• Automated Driving Systems
  • Advanced Driver Assistance Systems
  • Automotive Mapping

From Autonomy to ADASs with Robust Maps

Sam Abuelsamid
Jan 04, 2023

Guidehouse Insights

One of the running themes of my conference talks over the past 2 years has been the evolution from automated driving systems (ADSs) to advanced driver assistance systems (ADASs). This trend accelerated in 2022 and will likely continue in 2023 and beyond as automakers and suppliers seek to leverage the lessons learned from ADS development, which is progressing far more slowly than had been hoped, to improve on ADASs. A pair of recent ride evaluations demonstrated the importance of incorporating robust mapping into these more capable ADASs as they come to market.

A Tale of Two Systems

On a fundamental level, Mobileye’s SuperVision and Tesla’s Full Self-Driving (FSD) beta seem fairly similar. Both rely on a suite of cameras to allow a vehicle to navigate from point to point with minimal human interaction. But the reality of how well they accomplish this could not be more different.

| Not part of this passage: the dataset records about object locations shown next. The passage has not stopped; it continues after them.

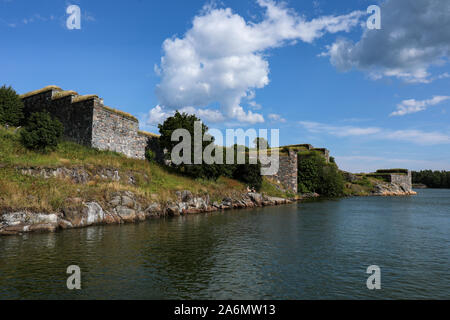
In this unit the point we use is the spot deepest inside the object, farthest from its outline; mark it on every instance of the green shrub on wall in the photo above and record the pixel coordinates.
(246, 173)
(11, 107)
(316, 175)
(42, 132)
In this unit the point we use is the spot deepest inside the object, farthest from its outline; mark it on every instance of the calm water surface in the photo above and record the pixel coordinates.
(317, 250)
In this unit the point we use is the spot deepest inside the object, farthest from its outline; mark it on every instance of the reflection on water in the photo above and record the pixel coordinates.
(317, 250)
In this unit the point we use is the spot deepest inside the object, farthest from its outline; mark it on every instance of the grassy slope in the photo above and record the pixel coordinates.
(153, 182)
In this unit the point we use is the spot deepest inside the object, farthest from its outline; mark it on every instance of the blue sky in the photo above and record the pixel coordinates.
(375, 98)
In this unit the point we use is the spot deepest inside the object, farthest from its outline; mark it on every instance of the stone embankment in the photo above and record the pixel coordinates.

Mobileye uses 11 cameras, most of them high resolution 8-megapixel sensors, along with its Road Experience Management (REM) maps. SuperVision is a direct outgrowth of Mobileye’s work on hands-off, eyes-off, brain-off level 4 (L4) ADSs. The company has created SuperVision’s hands-off, eyes-on L2+ system by using the same camera subsystem without the L4 radar and lidar. REM maps are crowdsourced from millions of vehicles around the world equipped with Mobileye’s EyeQ4-based ADAS from multiple automakers. Using the cameras and other vehicle data, Mobileye builds maps that incorporate road information but also static features that can be used for precise localization and driver behavior data about actual trajectories and stopping points at intersections. SuperVision is in production on the Chinese-market Zeekr 001, with more applications coming soon.

Tesla uses 8 lower resolution cameras and more basic street-level navigation maps for its Autopilot and FSD systems. While Tesla owner documentation and government filings identify the FSD beta as a hands-on, eyes-on L2 ADAS, the name implies otherwise, and CEO Elon Musk frequently claims it will enable fully automated driving. Countless videos on YouTube and a recent drive in a friend’s Model 3 have convinced me that the system is nowhere near ready for unsupervised use. In fact, my friend even put a student driver sticker on the back of the Model 3 to alert other drivers to provide extra clearance.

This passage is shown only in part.